The Split-C [3,4] programming environment takes a different approach, and provides no caching. Each variable is identified as local or global by the programmer, and global variables consist of a processor number and a local address on that processor. Accesses to global variables in the user program are translated by the Split-C compiler into function calls to the Split-C library. At run time, the Split-C library function checks if the global variable is local to the processor; if so a simple memory access is performed. If the global access is to a remote memory location, a message is sent to the owning processor to complete the transaction. This makes the Split-C system much simpler than one with automatic and coherent replication. Unfortunately, it places a much greater demand on the application programmer to provide efficient data distribution and access.
It is unclear which type of software distributed shared memory (DSM) system is more appropriate. If redundant remote accesses are uncommon, or if the programmer can easily "cache" the data within the application, the extra overhead associated with maintaining caches and directories to provide coherency may outweigh the advantage of caching the remote accesses.
To examine this issue, we modified Split-C to provide coherent caching of remote data. We implement a directory structure that tracks the usage of blocks of memory and maintains coherency. We then compare the performance of regular Split-C with SWCC-Split-C, our Software Cache Coherent version of Split-C.
The next section discusses the overall framework and design of our shared memory system. Section 3 describes the applications we used to measure the performance of the various Split-C implementations and gives the results of our experiments. In section 4, we further examine the results in relation to other systems and suggest future areas for exploration.

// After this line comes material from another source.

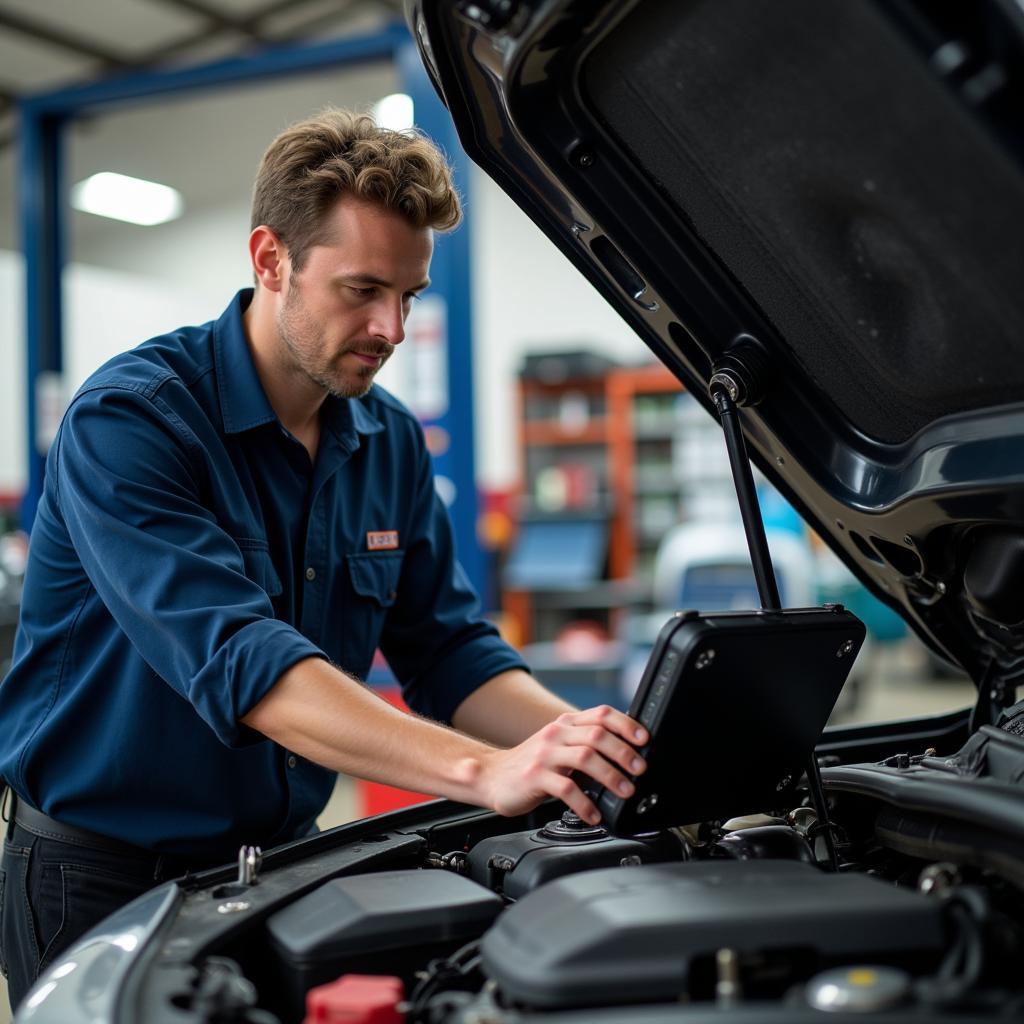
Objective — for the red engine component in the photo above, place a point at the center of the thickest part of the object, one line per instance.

The Split-C compiler translates all reference to global variables into function calls to the Split-C library. In implementing a software cache coherent Split-C system, we modified the Split-C library functions, but did not change the interface to these functions. Thus our SWCC-Split-C library works with any compiler which targets the Split-C library interface.
When servicing an access to a global variable, there are three types
of nodes which may be involved; local node, home node, and
remote node. The relationship between these nodes is pictured in
Figure 1 below. The local node is the node on which the user program has
requested access to the variable. The home node is the node which
owns the data; the local node may send a request for the data to the
home node. A remote node is one which has copies of the variable
which the local node is requesting access to. The home node may send
various requests to one or more remote nodes in the process of
servicing a request from the local node. Note that although these
nodes are separated logically, it is possible for a node to serve more
than one role in a given transaction.
Figure 1: Nodes Involved in a Shared Memory Transaction
Split-C provides a two dimensional shared address space constructed from the
local memory of each processor. A global address consists of a
processor number and a local address. The local address part of
the global address is the virtual memory address of the variable, as
seen by the owning processor. For example, a global address of
8:0x0012 points to local memory location 0x0012 on processor 8.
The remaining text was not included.